C’est ainsi que, comme l’écrit Ali Bécheur, le vieil homme a fait sien « les mots du père Hugo en les inversant. Quand je vous parle de moi, je parle de vous. »
Le Moâllem raconte son oasis luxuriante et fragile sujette aux intérêts financiers et hôteliers. Il se sert du désir de Nadir pour raconter la vie quotidienne. Le temps n’est plus le même, n’a plus la même valeur. Vous vous posez au pied du caroubier et vous lisez en mobilisant tous vos sens. Vous écoutez Al Môallem raconter la vie qui s’écoule dans son oasis. Tout est calme et sensualité. Pourtant, la vie n’est pas rose dans l’oasis, les jeunes, les uns après les autres partent. « Mais rien ne survivra à l’adolescence, à l’appel des sirènes de l’ailleurs ».
Les gadoues rythment la vie agricole. Les femmes préparent la oûla et le Moâllem se trouve face à un tableau de Delacroix se terminant en danse païenne et érotique. La « Banque Populaire » derrière son étal donne les dernnières nouvelles. Les joueurs de dames lancent le débat entre les modernes et les anciens, entre les tenants du culte et les tenants de la culture.
Ali Bécheur magnifie la vie calme de l’oasis. Il nous oppose l’histoire de Nadir, parti sans le sou, devenant gigolo pour survivre et partir suivre sa belle à Paris. Devenu riche, il revient dans son pays pour créer des hôtels pour touristes riches. Dans sa mégalomanie, il entreprend la construction d’un palace, le Chems palace dans l’oasis qui l’a vu naître. Plus, toujours plus, vite, toujours plus vite. Partir pour mieux revenir et imprimer sa marque sur le sable de l’oasis… et le sable ne retient pas les traces.
Ce livre est un oasis entouré d’un désert. Il est tout aussi luxuriant, fragile et vivant. Les mots, les phrases d’Ali Bécheur ont coulé en moi comme le jus des figues trop mûres, comme le miel. Elles étaient la vapeur s’échappant des théières, le feu sous le kanoun.
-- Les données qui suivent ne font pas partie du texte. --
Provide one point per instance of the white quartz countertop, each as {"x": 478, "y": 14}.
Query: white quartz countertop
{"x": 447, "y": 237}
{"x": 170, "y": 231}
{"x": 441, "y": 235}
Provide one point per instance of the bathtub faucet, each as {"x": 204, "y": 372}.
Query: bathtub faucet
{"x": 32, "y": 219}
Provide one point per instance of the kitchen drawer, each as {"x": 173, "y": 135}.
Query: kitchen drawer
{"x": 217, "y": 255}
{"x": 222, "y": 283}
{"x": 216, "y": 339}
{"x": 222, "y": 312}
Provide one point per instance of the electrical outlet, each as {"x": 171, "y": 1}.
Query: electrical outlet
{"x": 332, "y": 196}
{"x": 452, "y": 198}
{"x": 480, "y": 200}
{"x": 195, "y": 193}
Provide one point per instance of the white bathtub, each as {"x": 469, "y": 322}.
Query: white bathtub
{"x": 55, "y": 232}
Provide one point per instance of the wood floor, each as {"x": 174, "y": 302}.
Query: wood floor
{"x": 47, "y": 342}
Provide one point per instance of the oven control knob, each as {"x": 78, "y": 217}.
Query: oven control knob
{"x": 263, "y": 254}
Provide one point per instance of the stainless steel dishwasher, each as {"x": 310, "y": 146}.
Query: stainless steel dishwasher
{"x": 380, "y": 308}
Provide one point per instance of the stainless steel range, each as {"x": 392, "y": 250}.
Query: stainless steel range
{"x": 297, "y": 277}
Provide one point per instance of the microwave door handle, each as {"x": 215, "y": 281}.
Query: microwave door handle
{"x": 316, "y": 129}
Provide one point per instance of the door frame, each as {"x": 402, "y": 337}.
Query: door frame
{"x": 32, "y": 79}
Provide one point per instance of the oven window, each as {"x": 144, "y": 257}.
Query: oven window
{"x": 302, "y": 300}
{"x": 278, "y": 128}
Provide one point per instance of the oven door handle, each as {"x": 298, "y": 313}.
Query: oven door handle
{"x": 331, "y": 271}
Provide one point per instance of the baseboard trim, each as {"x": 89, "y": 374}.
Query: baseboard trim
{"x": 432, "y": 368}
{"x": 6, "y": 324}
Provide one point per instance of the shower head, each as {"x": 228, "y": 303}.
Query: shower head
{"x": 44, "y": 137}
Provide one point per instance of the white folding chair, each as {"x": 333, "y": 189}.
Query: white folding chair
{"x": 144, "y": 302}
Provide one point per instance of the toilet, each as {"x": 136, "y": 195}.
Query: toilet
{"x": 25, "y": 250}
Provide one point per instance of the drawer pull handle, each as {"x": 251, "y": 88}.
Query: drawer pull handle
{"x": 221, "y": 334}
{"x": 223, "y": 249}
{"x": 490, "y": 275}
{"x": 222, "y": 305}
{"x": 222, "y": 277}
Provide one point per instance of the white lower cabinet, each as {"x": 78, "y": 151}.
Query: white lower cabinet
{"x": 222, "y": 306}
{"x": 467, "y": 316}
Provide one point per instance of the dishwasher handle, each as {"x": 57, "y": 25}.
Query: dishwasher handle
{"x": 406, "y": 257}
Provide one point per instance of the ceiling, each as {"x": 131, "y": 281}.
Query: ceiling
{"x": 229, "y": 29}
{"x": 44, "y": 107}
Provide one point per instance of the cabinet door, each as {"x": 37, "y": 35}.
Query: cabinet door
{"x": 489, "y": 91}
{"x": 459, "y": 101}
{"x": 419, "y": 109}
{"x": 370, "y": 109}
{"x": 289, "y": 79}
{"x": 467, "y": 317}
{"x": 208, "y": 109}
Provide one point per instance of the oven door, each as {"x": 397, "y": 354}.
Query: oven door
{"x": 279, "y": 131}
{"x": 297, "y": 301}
Comme le Moâllem, je me suis étourdie à regarder danser Taous, comme l’épervier, j’ai survolé l’erg, vu le soleil s’embraser, le vent s’engouffrer. J’ai vu le sacré de cet oasis.
Les palmiers nous invitent à entrer dans l’oasis et à suivre les mots d’Ali Bécheur. Ne regimbez pas, laissez-vous guider par les mots, par les phrases, par les bruits, par les odeurs, par les couleurs, par la sensualité, par l’amour, par les raisonnements, par la fatalité, caressez le sable, cueillez les dattes…. Enfin tout ce qui fait ce beau livre. Quelle écriture ! Tous ce vocabulaire arabe qui, tels des petits cailloux, ponctue les phrases et ajoute à la poésie.
Laissez-vous bercer par les phrases ondulantes d’Ali Bécheur et je vous promets un grand moment de lecture.
Les Editions Elyzad, fidèles à leur ligne éditoriale, nous offrent un roman d’une très grande qualité aussi bien littéraire qu’esthétique.